BANGKOK -- A labor activist and former magazine editor was sentenced to 10 years in prison on Wednesday for insulting Thailand's king, the latest in a string of convictions under the country's strict lèse-majesté law, and an additional year for libeling a senior general.
The case of the activist and editor, Somyot Pruksakasemsuk, 51, stood out because Mr. Somyot directly challenged the lèse-majesté law in court, saying it violated the right to free expression. The law makes it a crime to defame, insult or threaten the king, queen, heir to the throne or regent.
Thailand's constitutional court swept aside that challenge last month and laid out the justification for the law, saying the king deserves "special protection" because he is the "center of the nation."
"The king holds the position of head of state and is the main institution of the country," the court ruled. Insulting the king, the court said, "is considered an act that wounds the feelings of Thais who respect and worship the king and the monarchy."
Mr.
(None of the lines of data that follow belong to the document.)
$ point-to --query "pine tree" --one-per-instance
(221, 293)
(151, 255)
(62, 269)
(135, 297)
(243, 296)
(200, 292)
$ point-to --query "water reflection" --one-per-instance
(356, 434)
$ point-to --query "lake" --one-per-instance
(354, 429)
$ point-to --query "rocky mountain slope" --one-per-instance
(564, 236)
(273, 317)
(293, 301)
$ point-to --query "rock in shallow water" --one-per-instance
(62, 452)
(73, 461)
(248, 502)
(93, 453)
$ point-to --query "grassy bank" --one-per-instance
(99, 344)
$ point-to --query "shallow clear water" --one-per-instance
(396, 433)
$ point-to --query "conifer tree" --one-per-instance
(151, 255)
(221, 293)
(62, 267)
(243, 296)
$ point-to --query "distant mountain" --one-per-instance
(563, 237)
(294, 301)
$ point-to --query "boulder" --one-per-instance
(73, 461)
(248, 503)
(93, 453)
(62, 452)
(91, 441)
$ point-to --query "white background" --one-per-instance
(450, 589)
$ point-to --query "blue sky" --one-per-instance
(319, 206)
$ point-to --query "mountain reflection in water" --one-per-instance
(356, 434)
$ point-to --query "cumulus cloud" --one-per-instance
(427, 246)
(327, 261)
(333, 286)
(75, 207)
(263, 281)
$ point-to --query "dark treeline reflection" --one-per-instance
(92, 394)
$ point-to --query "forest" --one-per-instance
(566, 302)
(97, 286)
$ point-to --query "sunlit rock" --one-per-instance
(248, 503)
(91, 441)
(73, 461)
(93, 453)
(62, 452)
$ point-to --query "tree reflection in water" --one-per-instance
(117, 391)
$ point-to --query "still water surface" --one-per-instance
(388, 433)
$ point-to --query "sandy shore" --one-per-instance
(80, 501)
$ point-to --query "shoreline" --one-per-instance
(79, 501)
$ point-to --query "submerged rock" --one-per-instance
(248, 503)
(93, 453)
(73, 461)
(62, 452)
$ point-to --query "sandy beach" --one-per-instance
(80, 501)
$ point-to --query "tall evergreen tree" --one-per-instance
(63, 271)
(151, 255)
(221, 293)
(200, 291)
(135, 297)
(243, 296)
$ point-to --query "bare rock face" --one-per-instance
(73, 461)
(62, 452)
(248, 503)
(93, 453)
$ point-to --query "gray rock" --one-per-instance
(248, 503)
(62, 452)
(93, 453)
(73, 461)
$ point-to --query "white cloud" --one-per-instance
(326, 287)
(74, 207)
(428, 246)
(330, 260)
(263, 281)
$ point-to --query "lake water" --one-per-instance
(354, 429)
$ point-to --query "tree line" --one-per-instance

Somyot did not write the two articles that the court said violated the law, but as the editor of the magazine, The Voice of Taksin, he was responsible for their content, the court said. The magazine is now defunct, and the author of the articles -- Jakrapob Penkair, a former government spokesman -- has fled to Cambodia.
As in a case decided last week, in which an antigovernment protester was sentenced to two years in prison for insulting the king, the two articles in The Voice of Taksin never actually mentioned the king.
The first article was a jumbled tale about a family that plots to kill millions of people to maintain its power and quash democracy. The court ruled on Wednesday that it was clear that the writer was describing the Chakri dynasty of Thailand's current king, Bhumibol Adulyadej.
The second was a fictional story about a ghost who haunts Thailand and plots massacres. The court ruled that the author was comparing the ghost to King Bhumibol.
"There is no content identifying an individual," the court said. "But the writing conveyed connection to historical events."
International groups immediately criticized the verdict on Wednesday. Human Rights Watch said it would "further chill freedom of expression in Thailand."
Amnesty International called the ruling a "regressive decision" and said, "Somyot has been found guilty simply for peacefully exercising his right to freedom of expression and should be released immediately."
The European Union issued a statement saying the ruling undercut "Thailand's image as a free and democratic society."
The United Nations human rights chief, Navi Pillay, criticized the "extremely harsh" jail sentence as a setback for protection of human rights in Thailand and expressed her support for moves to amend Thailand's lèse-majesté laws.
Mr. Somyot's sentence "sends the wrong signals on freedom of expression in Thailand," Ms. Pillay said in a statement released in Geneva on Wednesday, noting "a disturbing trend in which lèse-majesté charges are used for political purposes."
Ms. Pillay also criticized the lengthy detention of Mr. Somyot -- he has been denied bail since he was arrested in 2011 -- and his appearance in court in shackles.
"People exercising freedom of expression should not be punished in the first place," she said.